Hebrews also ties the Eternal High Priest to the nature of his offering. Christ enters the heavenly sanctuary “once for all,” and does so with his own blood, which results in “eternal redemption” for all of us.

This directly answers the problem; while the Old Covenant required repeated sacrifices, Christ does not need to offer daily sacrifices—He offered himself “once for all.”

In Catholic understanding, the Eucharist is intelligible only when we consider that Christ’s priesthood is ongoing—the priesthood of Jesus is not something that ended when He died and rose; it is exercised permanently. 

What does make Jesus “our” Eternal High Priest?

The Catechism states that Christ himself is “the eternal high priest of the New Covenant,” and that (through the ordained priest’s ministry) He is the One who offers the Eucharistic sacrifice. 

Also, Christ is not only a priest in the past: after entering heaven, He “always lives to make intercession” for those who draw near to God through him. 

John Paul II summarizes this intercession and priestly action in heavenly glory: Jesus is eternally consecrated and from there intercedes for us as our Mediator. 

How are the “Eternal High Priest” and the Mass related?

Catholic doctrine holds together two truths:
- Christ’s sacrifice is truly one and completed (not repeated), 
- Yet it is really made present sacramentally in every Mass, because the eternal High Priest is acting. 

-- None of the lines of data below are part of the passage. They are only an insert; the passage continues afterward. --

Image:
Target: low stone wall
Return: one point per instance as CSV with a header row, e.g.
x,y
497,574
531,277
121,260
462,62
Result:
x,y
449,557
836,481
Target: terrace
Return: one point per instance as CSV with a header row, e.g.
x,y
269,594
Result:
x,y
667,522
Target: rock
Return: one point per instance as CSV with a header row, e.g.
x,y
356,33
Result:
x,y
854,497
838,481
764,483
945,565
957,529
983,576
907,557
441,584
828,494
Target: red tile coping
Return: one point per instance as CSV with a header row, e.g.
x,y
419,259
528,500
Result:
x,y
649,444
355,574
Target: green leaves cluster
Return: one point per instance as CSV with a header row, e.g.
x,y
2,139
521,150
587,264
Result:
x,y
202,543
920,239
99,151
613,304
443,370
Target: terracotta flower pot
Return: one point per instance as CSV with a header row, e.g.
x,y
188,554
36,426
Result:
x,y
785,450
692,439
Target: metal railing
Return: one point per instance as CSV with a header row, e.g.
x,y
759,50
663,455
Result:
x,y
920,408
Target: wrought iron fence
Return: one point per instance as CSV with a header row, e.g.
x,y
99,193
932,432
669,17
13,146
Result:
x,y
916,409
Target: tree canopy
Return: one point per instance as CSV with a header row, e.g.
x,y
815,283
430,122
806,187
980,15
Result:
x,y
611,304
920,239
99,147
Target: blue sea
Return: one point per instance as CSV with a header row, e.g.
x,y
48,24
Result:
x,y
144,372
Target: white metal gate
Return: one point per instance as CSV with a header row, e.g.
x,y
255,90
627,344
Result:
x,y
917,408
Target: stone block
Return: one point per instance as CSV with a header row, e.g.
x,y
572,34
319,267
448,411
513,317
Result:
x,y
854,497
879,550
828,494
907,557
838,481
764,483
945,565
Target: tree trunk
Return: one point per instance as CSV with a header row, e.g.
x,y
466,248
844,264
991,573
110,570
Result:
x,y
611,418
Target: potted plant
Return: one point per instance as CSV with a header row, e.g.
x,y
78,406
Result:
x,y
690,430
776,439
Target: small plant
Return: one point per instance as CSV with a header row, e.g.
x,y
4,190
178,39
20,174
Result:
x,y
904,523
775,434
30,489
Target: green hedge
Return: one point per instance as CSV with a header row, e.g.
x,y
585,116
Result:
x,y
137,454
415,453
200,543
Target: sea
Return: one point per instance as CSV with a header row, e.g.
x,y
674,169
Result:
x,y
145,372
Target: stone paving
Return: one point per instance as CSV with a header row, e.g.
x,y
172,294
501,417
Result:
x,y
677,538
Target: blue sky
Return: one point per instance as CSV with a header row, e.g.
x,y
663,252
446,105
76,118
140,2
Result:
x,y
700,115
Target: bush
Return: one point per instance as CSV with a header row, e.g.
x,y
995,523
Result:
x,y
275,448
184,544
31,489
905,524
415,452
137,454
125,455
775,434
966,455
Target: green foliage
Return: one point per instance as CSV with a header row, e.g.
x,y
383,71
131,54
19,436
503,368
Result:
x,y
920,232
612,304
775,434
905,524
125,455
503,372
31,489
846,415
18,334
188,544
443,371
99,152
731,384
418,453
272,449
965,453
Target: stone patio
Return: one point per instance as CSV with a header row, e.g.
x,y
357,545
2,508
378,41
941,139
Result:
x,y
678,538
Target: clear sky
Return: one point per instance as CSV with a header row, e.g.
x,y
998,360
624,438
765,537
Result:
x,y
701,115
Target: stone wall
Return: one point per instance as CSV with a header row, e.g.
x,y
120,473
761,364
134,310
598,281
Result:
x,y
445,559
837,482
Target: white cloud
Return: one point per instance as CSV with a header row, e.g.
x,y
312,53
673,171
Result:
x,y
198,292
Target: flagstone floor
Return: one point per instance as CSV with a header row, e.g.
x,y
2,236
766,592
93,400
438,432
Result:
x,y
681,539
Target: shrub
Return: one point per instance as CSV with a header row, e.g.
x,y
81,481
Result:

That implies that the Eucharistic liturgy is understood as taking place in the context of Christ’s heavenly worship and intercession—not as a circumstantial, purely horizontal religious gathering.

The Church also teaches that in the Eucharist, we are not watching a merely symbolic remembrance. The Mass makes present the sacrifice of the Cross—it does not multiply it or treat it as something new. 

So “Eternal High Priest” connects directly to worship: Christ is the principal actor, and the Church’s liturgy participates in his one, permanent priesthood. 

In short, the title means that Jesus is the unique priest who offered the perfect sacrifice once for all and continues forever to intercede for you before God the Father—a sacrifice especially made present in the Eucharist.